Other officials simply reiterated that existing strategies were advancing or presented numbers that made no sense.

The numbers game

Acting chief prosecutor Fabio Espitia (Screenshot: YouTube)

Acting Prosecutor General Fabio Espitia, for example, said that his office was able to “clarify” 90 of 196 “acts of aggression” against members of the FARC.

This means that the prosecution has identified suspects in less than half of the assassinations and forced disappearances of former guerrillas, “which is much higher than the national average.”

Espitia would not say how many of these suspects were arrested or convicted.

The chief prosecutor also said that his office had achieved “a principle of clarification of 52.32%” of 336 assassinations of social leaders verified by the United Nations since 2016.

Atehortua clarified that 74 suspected assassins, 24 alleged conspirators and 10 alleged masterminds  were arrested last year. How many of these suspects were convicted is uncertain.

The military humiliation

Armed Forces commander General Luis Navarro (Screenshot: YouTube)

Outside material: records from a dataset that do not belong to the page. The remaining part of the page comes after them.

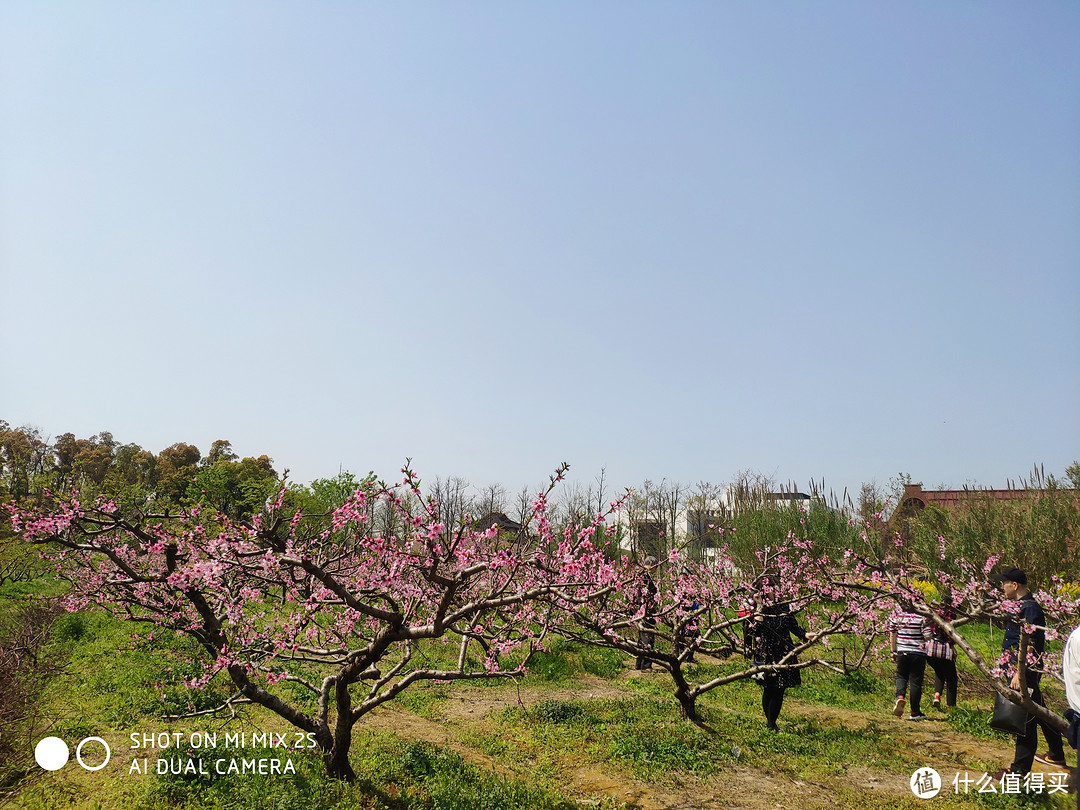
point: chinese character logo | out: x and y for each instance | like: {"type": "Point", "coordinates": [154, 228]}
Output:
{"type": "Point", "coordinates": [926, 783]}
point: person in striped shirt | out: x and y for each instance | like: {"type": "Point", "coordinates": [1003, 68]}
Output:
{"type": "Point", "coordinates": [908, 634]}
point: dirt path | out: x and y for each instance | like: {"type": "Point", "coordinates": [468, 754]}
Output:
{"type": "Point", "coordinates": [739, 787]}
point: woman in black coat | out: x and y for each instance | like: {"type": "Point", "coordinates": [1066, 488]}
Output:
{"type": "Point", "coordinates": [768, 639]}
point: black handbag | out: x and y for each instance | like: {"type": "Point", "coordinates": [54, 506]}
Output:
{"type": "Point", "coordinates": [1009, 717]}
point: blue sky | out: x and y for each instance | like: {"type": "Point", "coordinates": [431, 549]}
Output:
{"type": "Point", "coordinates": [828, 240]}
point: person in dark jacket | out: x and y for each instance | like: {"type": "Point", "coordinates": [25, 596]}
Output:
{"type": "Point", "coordinates": [941, 656]}
{"type": "Point", "coordinates": [647, 597]}
{"type": "Point", "coordinates": [1014, 586]}
{"type": "Point", "coordinates": [768, 632]}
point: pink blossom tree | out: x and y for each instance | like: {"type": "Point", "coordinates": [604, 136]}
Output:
{"type": "Point", "coordinates": [324, 602]}
{"type": "Point", "coordinates": [891, 577]}
{"type": "Point", "coordinates": [700, 607]}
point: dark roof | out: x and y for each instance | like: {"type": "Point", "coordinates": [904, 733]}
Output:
{"type": "Point", "coordinates": [497, 518]}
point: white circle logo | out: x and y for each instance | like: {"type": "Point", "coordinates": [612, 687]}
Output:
{"type": "Point", "coordinates": [926, 783]}
{"type": "Point", "coordinates": [51, 753]}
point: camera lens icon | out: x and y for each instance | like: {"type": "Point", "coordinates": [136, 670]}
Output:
{"type": "Point", "coordinates": [52, 753]}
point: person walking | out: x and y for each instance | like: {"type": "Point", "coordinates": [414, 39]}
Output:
{"type": "Point", "coordinates": [941, 656]}
{"type": "Point", "coordinates": [1070, 674]}
{"type": "Point", "coordinates": [908, 634]}
{"type": "Point", "coordinates": [647, 599]}
{"type": "Point", "coordinates": [1014, 588]}
{"type": "Point", "coordinates": [768, 631]}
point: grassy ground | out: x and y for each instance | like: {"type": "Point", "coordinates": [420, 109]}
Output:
{"type": "Point", "coordinates": [582, 730]}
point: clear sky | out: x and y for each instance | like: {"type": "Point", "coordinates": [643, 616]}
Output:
{"type": "Point", "coordinates": [835, 240]}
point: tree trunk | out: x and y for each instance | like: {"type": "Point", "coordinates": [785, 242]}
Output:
{"type": "Point", "coordinates": [337, 760]}
{"type": "Point", "coordinates": [687, 703]}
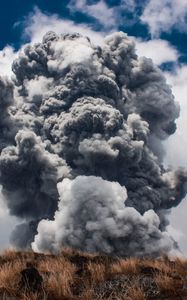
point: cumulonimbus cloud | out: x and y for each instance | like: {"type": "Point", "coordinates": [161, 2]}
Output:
{"type": "Point", "coordinates": [84, 149]}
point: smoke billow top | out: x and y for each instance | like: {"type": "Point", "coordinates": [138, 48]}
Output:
{"type": "Point", "coordinates": [81, 147]}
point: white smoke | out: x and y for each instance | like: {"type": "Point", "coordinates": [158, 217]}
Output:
{"type": "Point", "coordinates": [81, 147]}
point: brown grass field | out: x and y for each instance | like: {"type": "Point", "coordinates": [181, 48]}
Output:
{"type": "Point", "coordinates": [75, 275]}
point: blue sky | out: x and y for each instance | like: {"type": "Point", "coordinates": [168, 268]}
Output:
{"type": "Point", "coordinates": [159, 28]}
{"type": "Point", "coordinates": [129, 16]}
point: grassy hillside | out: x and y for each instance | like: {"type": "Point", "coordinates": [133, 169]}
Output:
{"type": "Point", "coordinates": [74, 275]}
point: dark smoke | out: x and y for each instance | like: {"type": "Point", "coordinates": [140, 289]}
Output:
{"type": "Point", "coordinates": [81, 147]}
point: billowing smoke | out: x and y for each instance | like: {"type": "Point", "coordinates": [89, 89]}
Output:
{"type": "Point", "coordinates": [81, 147]}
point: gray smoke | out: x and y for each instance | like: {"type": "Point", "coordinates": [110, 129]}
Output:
{"type": "Point", "coordinates": [81, 147]}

“In the sporadic events that have occurred against these people by some members of the security forces the prosecutions have been full and immediate,” said Espitia before rushing away from the microphone.

Ironically, Peace Commissioner Miguel Ceballos’ news was his announcement that the president was meeting with victims representative Leyner Palacios at the time of the press conference.

What nobody knew was that the social leader was delivering a letter to the president in which he accused the military of working together with paramilitary group AGC, the country’s largest drug trafficking organization, according to the United States.